One of the two main sources of uncertainties in geotechnical earthquake engineering and soil-structure interaction analysis is the knowledge of the soil properties "in situ" under the existing state of stress and of their dependence on the level of strains. In recent years there has been tremendous progress in our ability to determine the values of the shear modulus in the field at various depths for very low levels of strain (Gmax). Tthese values can be very different from those reported from laboratory testing. However, the profession still relies on laboratory tests to estimate the dependence of the modulus and damping on the amplitude of the shear strains. The basic assumption has been that the variation of the modulus, once normalized by Gmax, and of the damping will be the same in the field and in the laboratory. Under the NEES program, the University of Texas at Austin has developed now equipment that allows us, for the first time, to obtain reliable measures of modulus and damping as functions of strain directly "in situ." This is a very significant development, but additional work is needed to develop and validate procedures to estimate the values of modulus and damping from the recorded data (velocities or accelerations) at various points under a loaded area.

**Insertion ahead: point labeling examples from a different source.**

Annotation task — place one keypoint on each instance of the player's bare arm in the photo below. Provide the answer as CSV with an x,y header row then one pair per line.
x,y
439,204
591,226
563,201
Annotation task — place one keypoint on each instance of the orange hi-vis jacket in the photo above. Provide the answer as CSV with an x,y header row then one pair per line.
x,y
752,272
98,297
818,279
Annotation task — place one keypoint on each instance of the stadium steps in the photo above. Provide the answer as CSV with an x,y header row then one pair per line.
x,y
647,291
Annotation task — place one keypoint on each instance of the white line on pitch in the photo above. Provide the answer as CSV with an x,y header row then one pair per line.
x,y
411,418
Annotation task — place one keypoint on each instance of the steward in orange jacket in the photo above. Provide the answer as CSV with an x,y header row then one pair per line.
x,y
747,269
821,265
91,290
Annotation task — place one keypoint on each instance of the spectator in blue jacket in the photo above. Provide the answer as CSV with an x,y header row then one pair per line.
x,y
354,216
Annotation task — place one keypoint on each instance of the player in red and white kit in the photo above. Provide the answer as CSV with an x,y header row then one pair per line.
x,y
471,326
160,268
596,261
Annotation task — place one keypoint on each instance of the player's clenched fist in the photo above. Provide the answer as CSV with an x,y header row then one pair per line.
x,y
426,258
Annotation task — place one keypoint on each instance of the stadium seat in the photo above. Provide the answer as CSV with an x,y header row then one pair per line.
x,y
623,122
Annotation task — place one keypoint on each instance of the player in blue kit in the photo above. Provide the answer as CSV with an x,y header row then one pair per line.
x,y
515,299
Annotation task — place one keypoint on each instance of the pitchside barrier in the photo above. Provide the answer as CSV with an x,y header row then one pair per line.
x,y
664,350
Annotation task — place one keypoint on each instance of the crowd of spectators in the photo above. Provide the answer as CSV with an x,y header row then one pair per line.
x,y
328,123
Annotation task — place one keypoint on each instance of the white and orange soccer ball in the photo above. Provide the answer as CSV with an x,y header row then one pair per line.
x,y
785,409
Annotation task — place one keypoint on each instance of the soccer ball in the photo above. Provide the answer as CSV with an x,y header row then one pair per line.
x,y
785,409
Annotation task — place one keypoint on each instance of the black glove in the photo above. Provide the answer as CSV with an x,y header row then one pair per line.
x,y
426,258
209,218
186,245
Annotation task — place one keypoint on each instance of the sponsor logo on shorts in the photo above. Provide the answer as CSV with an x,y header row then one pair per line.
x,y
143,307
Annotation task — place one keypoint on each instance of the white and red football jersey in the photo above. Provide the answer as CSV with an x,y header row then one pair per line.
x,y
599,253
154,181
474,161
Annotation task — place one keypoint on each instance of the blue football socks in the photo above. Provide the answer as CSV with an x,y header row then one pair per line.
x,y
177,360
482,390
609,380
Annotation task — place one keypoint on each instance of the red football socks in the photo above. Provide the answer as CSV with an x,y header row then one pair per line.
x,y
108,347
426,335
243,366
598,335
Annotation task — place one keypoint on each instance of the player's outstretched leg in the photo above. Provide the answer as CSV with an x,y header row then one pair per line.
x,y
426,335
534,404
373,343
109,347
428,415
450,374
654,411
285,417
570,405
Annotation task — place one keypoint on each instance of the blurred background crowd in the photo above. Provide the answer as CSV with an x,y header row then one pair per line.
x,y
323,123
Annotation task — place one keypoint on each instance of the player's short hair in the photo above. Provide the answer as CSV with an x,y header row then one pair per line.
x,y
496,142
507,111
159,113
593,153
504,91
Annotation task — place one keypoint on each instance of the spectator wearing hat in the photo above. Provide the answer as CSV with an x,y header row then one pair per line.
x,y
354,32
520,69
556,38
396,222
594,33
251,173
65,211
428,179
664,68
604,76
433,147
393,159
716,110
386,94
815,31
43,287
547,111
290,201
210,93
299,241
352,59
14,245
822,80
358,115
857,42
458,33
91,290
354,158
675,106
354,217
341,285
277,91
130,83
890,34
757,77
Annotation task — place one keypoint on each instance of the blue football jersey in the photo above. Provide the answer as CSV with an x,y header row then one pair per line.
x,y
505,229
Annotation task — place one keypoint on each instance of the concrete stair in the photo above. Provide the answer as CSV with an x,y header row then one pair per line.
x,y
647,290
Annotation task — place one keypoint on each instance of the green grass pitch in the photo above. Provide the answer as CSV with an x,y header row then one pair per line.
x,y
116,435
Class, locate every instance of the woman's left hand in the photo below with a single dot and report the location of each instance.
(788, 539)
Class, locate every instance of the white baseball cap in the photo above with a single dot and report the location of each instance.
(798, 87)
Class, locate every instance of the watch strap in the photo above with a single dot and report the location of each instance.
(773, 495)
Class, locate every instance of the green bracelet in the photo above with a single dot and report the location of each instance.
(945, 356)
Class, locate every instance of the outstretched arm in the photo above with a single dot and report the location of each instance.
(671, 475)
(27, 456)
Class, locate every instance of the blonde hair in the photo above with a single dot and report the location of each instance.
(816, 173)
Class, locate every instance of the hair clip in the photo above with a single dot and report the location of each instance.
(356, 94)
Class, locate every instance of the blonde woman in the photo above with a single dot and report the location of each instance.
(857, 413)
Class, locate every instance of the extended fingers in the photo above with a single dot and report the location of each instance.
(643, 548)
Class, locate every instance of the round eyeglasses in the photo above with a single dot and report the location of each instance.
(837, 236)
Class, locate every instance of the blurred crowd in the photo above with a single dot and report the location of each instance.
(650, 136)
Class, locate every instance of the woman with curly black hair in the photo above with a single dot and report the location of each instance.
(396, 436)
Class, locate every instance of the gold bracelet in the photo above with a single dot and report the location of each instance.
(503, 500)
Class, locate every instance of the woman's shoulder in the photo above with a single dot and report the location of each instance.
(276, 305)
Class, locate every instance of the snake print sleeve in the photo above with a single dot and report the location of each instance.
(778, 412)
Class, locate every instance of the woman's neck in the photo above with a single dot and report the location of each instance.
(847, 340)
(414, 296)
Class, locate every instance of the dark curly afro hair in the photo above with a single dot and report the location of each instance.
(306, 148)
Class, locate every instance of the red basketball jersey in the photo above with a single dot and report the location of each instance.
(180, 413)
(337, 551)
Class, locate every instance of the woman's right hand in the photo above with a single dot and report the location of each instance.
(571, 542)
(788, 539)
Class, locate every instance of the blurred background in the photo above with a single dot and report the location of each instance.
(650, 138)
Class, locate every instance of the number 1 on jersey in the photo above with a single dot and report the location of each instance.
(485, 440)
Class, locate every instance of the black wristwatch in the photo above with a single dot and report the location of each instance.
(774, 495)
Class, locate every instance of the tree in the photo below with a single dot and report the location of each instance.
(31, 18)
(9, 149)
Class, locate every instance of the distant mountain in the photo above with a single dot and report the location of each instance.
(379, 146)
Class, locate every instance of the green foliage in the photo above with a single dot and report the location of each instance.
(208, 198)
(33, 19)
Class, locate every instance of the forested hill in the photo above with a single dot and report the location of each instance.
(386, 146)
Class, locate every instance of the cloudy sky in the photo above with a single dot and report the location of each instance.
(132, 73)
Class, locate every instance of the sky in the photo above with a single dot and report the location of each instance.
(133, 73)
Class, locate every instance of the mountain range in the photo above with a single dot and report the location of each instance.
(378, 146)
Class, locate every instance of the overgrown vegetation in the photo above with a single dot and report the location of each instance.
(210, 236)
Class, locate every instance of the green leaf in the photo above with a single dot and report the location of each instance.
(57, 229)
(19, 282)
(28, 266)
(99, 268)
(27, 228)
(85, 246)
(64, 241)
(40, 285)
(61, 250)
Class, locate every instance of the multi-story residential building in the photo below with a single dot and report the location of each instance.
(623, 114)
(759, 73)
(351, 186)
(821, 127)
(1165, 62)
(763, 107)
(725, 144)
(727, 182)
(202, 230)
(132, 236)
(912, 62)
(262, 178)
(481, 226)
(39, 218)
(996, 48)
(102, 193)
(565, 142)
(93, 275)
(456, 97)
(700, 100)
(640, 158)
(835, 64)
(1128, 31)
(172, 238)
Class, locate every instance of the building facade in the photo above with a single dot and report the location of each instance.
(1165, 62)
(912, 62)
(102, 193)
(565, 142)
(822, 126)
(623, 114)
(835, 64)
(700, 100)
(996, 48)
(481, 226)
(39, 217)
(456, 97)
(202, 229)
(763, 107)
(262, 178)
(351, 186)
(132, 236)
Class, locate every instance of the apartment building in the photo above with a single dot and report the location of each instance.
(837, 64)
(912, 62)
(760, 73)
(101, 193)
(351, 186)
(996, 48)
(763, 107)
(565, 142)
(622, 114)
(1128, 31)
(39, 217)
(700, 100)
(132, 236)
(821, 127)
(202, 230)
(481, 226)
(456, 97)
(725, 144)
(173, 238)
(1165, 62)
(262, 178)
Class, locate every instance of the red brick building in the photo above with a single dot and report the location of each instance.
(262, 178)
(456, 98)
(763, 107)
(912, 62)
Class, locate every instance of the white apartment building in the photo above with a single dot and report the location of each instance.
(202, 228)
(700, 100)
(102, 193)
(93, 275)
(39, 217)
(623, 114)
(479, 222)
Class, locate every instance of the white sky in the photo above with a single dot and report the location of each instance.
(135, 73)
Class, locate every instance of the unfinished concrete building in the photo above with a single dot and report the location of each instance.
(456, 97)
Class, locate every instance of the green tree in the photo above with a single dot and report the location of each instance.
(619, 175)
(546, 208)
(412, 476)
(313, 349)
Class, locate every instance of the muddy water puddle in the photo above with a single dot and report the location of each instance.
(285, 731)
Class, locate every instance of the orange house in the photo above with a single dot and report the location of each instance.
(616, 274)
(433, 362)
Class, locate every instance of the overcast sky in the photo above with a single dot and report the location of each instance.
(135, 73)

The objective of this work is to conduct a series of tests with the new NEES equipment of the University of Texas at the National Geotechnical Experimentation Site (NGES) located on the Texas A&M Riverside campus, developing and evaluating the techniques needed to interpret the data and obtain in the field curves of modulus and damping versus shear strain. The research will contribute to the fundamental understanding of laboratory versus field measurements of the dynamic properties of soils. Numerical tools to estimate modulus and damping as function of levels of strain from the recorded data will be developed and calibrated. The resulting software will be made available to the NEES network.
The research will provide fundamental understanding of the response of soils subjected to cyclic loading in the field and how it relates to the properties measured in the laboratory. This is a significant contribution to the field of earthquake engineering and will allow researchers to better calibrate their simulation tools for field response and seismic design in general. Undergraduate education and K-12 outreach will play a significant role in this NEES research project. Students will participate in summer REU programs at the University of Texas, Austin and Texas A&M University. The project is well suited for the involvement of undergraduate students in the research work, especially as support to the field work, data collection and data reduction. The undergraduate students will be able to work with the PIs and the graduate students. Outreach efforts will be directed towards K-12 students, through demonstrations and teacher involvement in the research activities. Summer workshops for teachers will be developed within thealready in place at The Dwight Look College of Engineering at Texas A&M. Regularly scheduled workshops for the graduate and undergraduate students involved in the research will be organized to promote exchanges and interactions. The educational and outreach plan addresses diversity by promoting pedagogies, such as hand-on activities, increased interaction and integration of research and education, which research has shown to be effective in the retention of underrepresented ethnic groups and women in engineering.